ATI RN
ATI Nutrition Proctored Exam 2023
1. Which of the following is NOT a physiological role of proteins?
- A. Providing resistance to disease
- B. Regulating fluid balance
- C. Repairing tissue
- D. Serving as the primary source of energy
Correct answer: D
Rationale: Proteins play a diverse range of physiological roles in the body, such as providing resistance to disease, regulating fluid balance, and repairing tissues. However, they are not the primary source of energy for the body. Carbohydrates and fats typically fulfill this role. Therefore, choice D is the correct answer, as it is not a function that proteins perform. Conversely, choices A, B, and C are all physiological functions of proteins, making them incorrect responses to this particular question.
2. A patient is admitted to the emergency room and is found to have proteinuria, a low serum albumin level, edema, and elevated blood lipids. Which condition do these symptoms typically associate with?
- A. Nephrotic syndrome
- B. Acute kidney injury
- C. Rejection of a kidney transplant
- D. Renal colic
Correct answer: A
Rationale: The correct answer is A: Nephrotic syndrome. Nephrotic syndrome is characterized by proteinuria (excess protein in urine), hypoalbuminemia (low serum albumin), edema (swelling due to fluid buildup), and hyperlipidemia (elevated blood lipids). These symptoms occur as a result of damage to the kidneys' filtering units. Acute kidney injury, rejection of a kidney transplant, and renal colic do not present with the same combination of symptoms as nephrotic syndrome. Acute kidney injury typically presents with a sudden decrease in kidney function, resulting in a build-up of waste products in the blood. Rejection of a kidney transplant may present with fever, pain at the transplant site, and changes in urine output. Renal colic usually presents with intense pain in the lower back or side, related to kidney stones.
3. A nurse is teaching a nutrition class for clients who have type 2 diabetes mellitus. Which of the following statements should the nurse include about management of acute illness?
- A. Consume carbs every 3-4 hrs
- B. Decrease fluid intake to 1000 mL per day
- C. Monitor blood glucose twice per day
- D. Check urine for ketones every 24 hrs
Correct answer: A
Rationale: The correct statement is to 'Consume carbs every 3-4 hours.' During acute illness, it is important to maintain a consistent carbohydrate intake to help manage blood glucose levels for clients with type 2 diabetes. This frequent consumption can prevent hypoglycemia and provide energy needed during illness. Decreasing fluid intake (choice B) is not recommended during acute illness, as hydration is crucial to prevent complications. Monitoring blood glucose (choice C) more frequently than twice a day is necessary during acute illness. Checking urine for ketones (choice D) should be done more frequently than once every 24 hours during illness to monitor for diabetic ketoacidosis.

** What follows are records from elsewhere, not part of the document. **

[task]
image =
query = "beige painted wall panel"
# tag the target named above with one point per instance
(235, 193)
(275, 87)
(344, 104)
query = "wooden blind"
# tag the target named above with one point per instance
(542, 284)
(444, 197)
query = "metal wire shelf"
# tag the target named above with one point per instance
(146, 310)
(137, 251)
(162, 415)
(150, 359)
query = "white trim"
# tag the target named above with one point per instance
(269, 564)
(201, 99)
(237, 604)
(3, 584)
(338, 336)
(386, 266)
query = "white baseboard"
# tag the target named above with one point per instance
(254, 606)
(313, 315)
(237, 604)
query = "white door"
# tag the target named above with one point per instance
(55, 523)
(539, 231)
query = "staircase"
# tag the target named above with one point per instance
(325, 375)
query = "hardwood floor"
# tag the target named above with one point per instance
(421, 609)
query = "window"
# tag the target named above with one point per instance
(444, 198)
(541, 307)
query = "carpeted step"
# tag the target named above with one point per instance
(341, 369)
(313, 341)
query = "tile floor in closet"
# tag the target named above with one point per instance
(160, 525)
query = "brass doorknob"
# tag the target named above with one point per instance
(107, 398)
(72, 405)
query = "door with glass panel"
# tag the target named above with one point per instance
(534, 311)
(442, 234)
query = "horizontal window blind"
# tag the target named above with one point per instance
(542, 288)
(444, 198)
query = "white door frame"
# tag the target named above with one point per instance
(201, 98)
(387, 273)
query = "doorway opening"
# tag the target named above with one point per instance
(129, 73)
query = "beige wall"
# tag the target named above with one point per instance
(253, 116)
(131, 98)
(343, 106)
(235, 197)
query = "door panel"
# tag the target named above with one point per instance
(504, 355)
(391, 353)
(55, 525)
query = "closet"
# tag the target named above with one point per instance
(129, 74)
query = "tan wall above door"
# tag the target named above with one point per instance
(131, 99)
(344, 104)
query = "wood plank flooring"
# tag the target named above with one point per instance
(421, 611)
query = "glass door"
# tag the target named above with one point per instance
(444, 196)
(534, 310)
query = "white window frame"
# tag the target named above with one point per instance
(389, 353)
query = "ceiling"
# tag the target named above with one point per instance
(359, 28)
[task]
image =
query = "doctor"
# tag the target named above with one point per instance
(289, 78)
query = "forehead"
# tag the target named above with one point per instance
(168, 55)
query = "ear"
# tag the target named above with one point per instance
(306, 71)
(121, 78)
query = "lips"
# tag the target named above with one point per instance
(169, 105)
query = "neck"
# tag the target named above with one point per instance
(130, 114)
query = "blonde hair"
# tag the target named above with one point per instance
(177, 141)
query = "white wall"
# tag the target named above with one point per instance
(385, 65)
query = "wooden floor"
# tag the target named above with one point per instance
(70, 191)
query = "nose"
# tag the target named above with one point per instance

4. When a nurse signs a consent form, which ethical principle is being observed regarding the patient?
- A. Autonomy
- B. Justice
- C. Accountability
- D. Beneficence
Correct answer: A
Rationale: The correct answer is 'Autonomy'. Autonomy refers to the patient's right to make their own decisions, which is being honored when a nurse signs a consent form. While beneficence (Choice D) is an important ethical principle that involves acting in the patient's best interest, it is not what is being primarily observed in this instance. Justice (Choice B) refers to fairness and equal treatment and is not specifically relevant to this scenario. Accountability (Choice C) pertains to being answerable for one's actions and decisions, but again, it is not the principle directly observed in this situation. Therefore, when a nurse signs a consent form, it is the principle of autonomy that is being observed.
5. Mrs. Seva also tells the nurse that she is often constipated. Because she is aging, what physical changes predispose her to constipation?
- A. inhibition of the parasympathetic reflex
- B. weakness of sphincter muscles of anus
- C. loss of tone of the smooth muscles of the colon
- D. decreased ability to absorb fluids in the lower intestines
Correct answer: C
Rationale: Effective nursing care involves comprehensive assessments that address all aspects of a patient's condition, ensuring that interventions are appropriately targeted and outcomes are optimized.